“Oh, it’s got what you’d think of as a real reactor too,” Demeisen shouted. She got the impression he was enjoying all this.
“A standard micro-form M/AM unit,” the suit told her.
Lededje rolled her eyes. “Helmet down.” she said. The helmet flipped instantly back to become a neck ruff again. “Can you go all black?” she said.
The suit turned matt black. “Now make the bit over the tat controls go transparent.” The area over her left forearm went transparent again. Touching there, it felt like the suit surface under the pads of her fingers had gone sub-millimetre thin, allowing her almost full sensitivity. She dialled the tat lines to thick and her face darkened. Satisfied, she marched out of the bathroom.
“All right,” she said. “I’m suited up. Now what-?” She stopped a couple of steps from the seats. “What the fuck is-?” she started to say, then said, “Oh, the armoured bit.” Sitting in the shuttle’s middle seat was what looked like an armoured warrior. The suit was mirror-shiny and smooth; maybe three or four times as thick as the gel suit. The head section looked like a blank-visored silver version of the sort of thing you were meant to wear riding a motor bike.
“The armoured bit,” Demeisen agreed. He glanced at her. “Very fetching,” he said.
“Uh-huh.” She sat in her seat again. The image on the screen looked just the same as before, disappointingly. “Now what?” she said.

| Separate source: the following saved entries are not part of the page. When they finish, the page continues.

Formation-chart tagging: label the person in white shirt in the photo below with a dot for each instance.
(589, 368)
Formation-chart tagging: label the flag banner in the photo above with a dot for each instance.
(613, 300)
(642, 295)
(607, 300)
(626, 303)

“Now you get into the armoured suit,” the avatar said.
She looked at Demeisen.
“Just a precaution,” he said, waving his arms.
She got up. The armoured suit rose too; more smoothly, she suspected, than any mere human ever had. It stepped down and stood facing her on the floor. Then it just peeled apart, splitting centrally down every part nearest her, its legs, torso and arms spread almost flat out to each side, doubling its profile.
She stepped down too, faced it. She looked at its shiny inside surface and felt herself swallow. She glanced back. Demeisen was still staring at the screen. He seemed to become aware of a delay and looked round at her. “What?”
“You,” she began, then had to stop. She cleared her throat. “You really… wouldn’t hurt me, would you?” She hadn’t meant to, but then she found herself saying, “You did promise.”
The avatar looked at her, expression uncertain, then smiled. “Yes, I promised, Led.”
She nodded, turned, stepped backwards into the suit. The suit closed calmly around her, pressing gently in on the gel suit but seeming to add no weight. The helmet didn’t close completely; the visor slid away above leaving her an unrestricted field of vision.
“Walk normally,” Demeisen said, not looking back at her.
She walked normally, expecting to be dragging the suit with her, or maybe to fall over. Instead the suit felt like it was walking with her. She got back into the seat again, highly aware of her silvery bulk.
“I feel like I’m a fucking space warrior,” she told the avatar.
“Well you’re not,” Demeisen said. “I am.” He flashed a smile.
“Hurrah for you. So, what now?”
“Now we try focusing what’ll look like the track scanner of a Torturer class straight back. That’ll pick up our overtaking enthusiast.”
“Won’t that look suspicious?”
“Not that much; ships – especially warships, and especially old warships – do that kind of thing, every now and again. Just in case.”
“How often would you find something?”
“Practically never.”
“Are all old warships that jumpy?’
“The ones that survived are,” Demeisen said. “And then some of us are just paranoid. I’ve been known to back-flip and point my
Lededje watched the screen. The granularity in the centre of the image resolved into a shape. It looked like a sort of rounded black snowflake with eight-fold symmetry.
There was a pause. Demeisen’s eyebrows went up.
“Yes?” Lededje said after a few moments when the avatar hadn’t said anything. “And? What’s happening?”
“Fucking hell,” Demeisen said. “They’re speeding up, fast.”
Lededje stared at the screen but nothing seemed to have changed. “What are you going to do?” she asked the avatar.